16 Reducing Compiler and Interpreter Bugs
Not all compiler failures look alike. A crash, a miscompilation, and a parser assertion need different oracles — and using the same interestingness test for all three will silently accept the wrong failure.
Reduction helps turn generated or discovered failures into small artifacts that developers can inspect, report, and preserve.
16.1 Common Failure Types
| Failure Type | Oracle Target |
|---|---|
| Compiler crash | crash message, assertion, signal, stack pattern |
| Parser bug | parser diagnostic or assertion |
| Miscompilation | output difference between configurations |
| Static-analysis false positive | specific diagnostic |
| Interpreter crash | runtime crash signature |
| Performance bug | bounded timeout or slowdown threshold |
Each failure type needs a different oracle.

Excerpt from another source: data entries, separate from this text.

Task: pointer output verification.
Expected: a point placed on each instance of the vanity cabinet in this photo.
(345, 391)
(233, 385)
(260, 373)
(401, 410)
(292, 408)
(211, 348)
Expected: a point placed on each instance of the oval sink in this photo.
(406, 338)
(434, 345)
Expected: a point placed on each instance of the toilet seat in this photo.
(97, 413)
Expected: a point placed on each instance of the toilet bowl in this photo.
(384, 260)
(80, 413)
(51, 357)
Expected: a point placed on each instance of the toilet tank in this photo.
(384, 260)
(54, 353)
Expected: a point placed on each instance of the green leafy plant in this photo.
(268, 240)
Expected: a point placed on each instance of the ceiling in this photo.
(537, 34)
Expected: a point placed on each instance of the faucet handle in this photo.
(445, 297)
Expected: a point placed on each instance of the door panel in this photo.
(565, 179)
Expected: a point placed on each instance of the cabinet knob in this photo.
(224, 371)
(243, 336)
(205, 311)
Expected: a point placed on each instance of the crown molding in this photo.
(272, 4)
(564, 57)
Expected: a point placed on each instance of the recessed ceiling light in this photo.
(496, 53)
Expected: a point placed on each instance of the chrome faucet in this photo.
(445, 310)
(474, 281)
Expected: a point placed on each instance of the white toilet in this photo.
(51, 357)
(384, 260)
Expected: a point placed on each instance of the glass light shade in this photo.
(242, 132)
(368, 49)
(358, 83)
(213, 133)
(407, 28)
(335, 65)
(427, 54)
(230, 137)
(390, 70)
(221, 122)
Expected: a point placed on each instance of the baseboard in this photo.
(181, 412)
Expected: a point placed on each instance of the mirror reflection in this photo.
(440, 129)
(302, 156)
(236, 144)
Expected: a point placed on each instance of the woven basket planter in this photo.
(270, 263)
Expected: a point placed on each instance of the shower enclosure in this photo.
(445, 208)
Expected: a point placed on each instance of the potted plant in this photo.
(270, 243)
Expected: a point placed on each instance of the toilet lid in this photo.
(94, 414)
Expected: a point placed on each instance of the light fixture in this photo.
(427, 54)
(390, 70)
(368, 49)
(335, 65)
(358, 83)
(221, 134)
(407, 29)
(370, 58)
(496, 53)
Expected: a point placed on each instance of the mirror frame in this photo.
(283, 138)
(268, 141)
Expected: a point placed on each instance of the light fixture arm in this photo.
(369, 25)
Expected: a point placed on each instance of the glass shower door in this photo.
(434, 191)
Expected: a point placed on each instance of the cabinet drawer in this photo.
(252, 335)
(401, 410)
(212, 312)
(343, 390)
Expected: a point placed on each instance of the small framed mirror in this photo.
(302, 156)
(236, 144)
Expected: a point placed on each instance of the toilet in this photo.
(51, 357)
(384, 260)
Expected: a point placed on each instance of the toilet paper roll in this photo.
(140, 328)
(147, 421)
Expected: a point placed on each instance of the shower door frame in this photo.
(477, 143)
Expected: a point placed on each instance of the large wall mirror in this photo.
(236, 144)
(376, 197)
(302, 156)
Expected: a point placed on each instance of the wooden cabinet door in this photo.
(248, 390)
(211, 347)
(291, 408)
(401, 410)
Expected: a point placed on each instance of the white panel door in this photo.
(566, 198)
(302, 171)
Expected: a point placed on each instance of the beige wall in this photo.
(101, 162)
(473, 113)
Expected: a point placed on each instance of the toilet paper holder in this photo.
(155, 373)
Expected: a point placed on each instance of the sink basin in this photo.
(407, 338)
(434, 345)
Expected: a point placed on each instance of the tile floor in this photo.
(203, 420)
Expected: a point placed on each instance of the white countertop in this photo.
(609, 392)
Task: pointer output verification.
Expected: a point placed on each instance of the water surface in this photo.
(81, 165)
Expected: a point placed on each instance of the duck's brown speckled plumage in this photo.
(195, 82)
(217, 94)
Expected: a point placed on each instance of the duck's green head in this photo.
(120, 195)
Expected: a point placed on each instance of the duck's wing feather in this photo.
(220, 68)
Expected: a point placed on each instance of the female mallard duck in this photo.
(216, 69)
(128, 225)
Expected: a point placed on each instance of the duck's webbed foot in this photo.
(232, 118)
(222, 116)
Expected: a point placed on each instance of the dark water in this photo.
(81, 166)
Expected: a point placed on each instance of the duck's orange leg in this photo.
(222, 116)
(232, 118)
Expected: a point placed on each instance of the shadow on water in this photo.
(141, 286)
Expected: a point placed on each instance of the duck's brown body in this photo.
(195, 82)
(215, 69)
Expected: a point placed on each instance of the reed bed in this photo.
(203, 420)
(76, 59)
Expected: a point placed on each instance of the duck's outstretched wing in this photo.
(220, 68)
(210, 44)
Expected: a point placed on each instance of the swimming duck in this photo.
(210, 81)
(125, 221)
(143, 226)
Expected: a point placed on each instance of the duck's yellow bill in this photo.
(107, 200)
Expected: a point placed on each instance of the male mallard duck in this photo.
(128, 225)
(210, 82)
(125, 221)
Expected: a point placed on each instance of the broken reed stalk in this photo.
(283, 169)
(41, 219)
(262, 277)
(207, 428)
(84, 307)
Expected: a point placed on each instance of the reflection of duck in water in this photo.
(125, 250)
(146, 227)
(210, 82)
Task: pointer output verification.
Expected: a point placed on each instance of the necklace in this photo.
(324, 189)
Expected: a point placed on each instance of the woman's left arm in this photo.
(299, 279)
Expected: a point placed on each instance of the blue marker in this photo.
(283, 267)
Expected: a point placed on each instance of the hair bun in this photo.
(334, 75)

The practical rule is simple: do not reuse a crash oracle for a miscompilation, a parser oracle for a performance bug, or a diagnostic oracle for a runtime failure without checking what behavior it actually preserves.
16.2 Crash Reduction
Crash reduction is often the easiest starting point. The book’s running example, gcc-59903, is exactly this case: GCC 4.8.2 hits an internal compiler error in the SimplifyCFG pass, and the oracle’s job is to keep the candidate crashing in that specific pass.
For gcc-59903 we used the one-liner from Chapter 3:
/compilers/gcc/4.8.2/bin/gcc -m32 -O3 small.c 2>&1 | grep -q "internal compiler error"For a new crash, the template generalizes:
timeout -s 9 10s compiler -O2 small.c 2>"$stderr" || true
grep -q "internal compiler error" "$stderr"
grep -q "target-pass-name" "$stderr"The challenge is avoiding drift to a different crash — the kind of failure Chapter 14’s four-stage oracle is built to prevent. The minimum useful filter for a new crash bug is the pass name or assertion text from the original failure; the maximum is something like the gcc-59903 production oracle.
16.3 Miscompilation Reduction
Miscompilations are harder.
A typical oracle compares behavior. For example, suppose small.c prints 1 when compiled at -O0, but prints 0 when compiled at -O2. The interesting property is not a crash; it is the disagreement between two compiler configurations. The oracle should therefore preserve the output difference:
timeout -s 9 10s compiler -O0 small.c -o "$workdir/o0" || exit 1
timeout -s 9 10s compiler -O2 small.c -o "$workdir/o2" || exit 1
timeout -s 9 10s "$workdir/o0" </dev/null >"$workdir/o0.txt" 2>&1 || exit 1
timeout -s 9 10s "$workdir/o2" </dev/null >"$workdir/o2.txt" 2>&1 || exit 1
if diff -q "$workdir/o0.txt" "$workdir/o2.txt"; then
exit 1
else
exit 0
fiThis accepts candidates when the two compiled programs behave differently. It rejects candidates that fail to compile or fail to run, because those cases do not demonstrate a miscompilation.
Miscompilation oracles need special care because undefined behavior, nondeterminism, and environmental dependencies can create false signals. Fix the input stream, locale, random seeds, and environment variables when they can affect output; otherwise the reducer may preserve a difference that comes from the environment rather than the compiler.
For C and C++ programs, this often means first removing undefined behavior or using generator/tooling support that can detect it. Otherwise the reducer may preserve a difference that comes from the test program rather than the compiler.
16.4 Parser, Interpreter, and Other Front-End Failures
Parser bugs often reduce well with syntax-guided reducers because the failure is close to syntax. The oracle typically checks for a parser assertion, a specific diagnostic, a crash in a front-end component, or a parser stack-frame pattern. Perses is a natural fit for these cases because grammar structure is directly relevant to the failure.
Interpreter bugs shift the oracle from compile-time to run-time signals. The oracle may need to run the interpreter, capture stdout and stderr, check exit status, compare against an expected result, and control random seeds and environment variables so that repeated runs agree. The same patterns apply to JIT and dynamic-analysis bugs where the failure only surfaces during execution.
16.5 Turning a Reduction into a Regression Test
A successful reduction often becomes a regression test. Before adding it to a test suite, check that the test is small enough to maintain, that it fails before the fix and passes after the fix, that it avoids relying on local paths or timing, that it includes the right compiler flags, and that the expected behavior is clear from the test alone.
The choice of failure type determines the oracle, and the oracle determines what reduction can deliver. Chapter 17 looks at the next ratchet: when the failure is in a language Perses does not already support, what does it take to add a grammar and start reducing.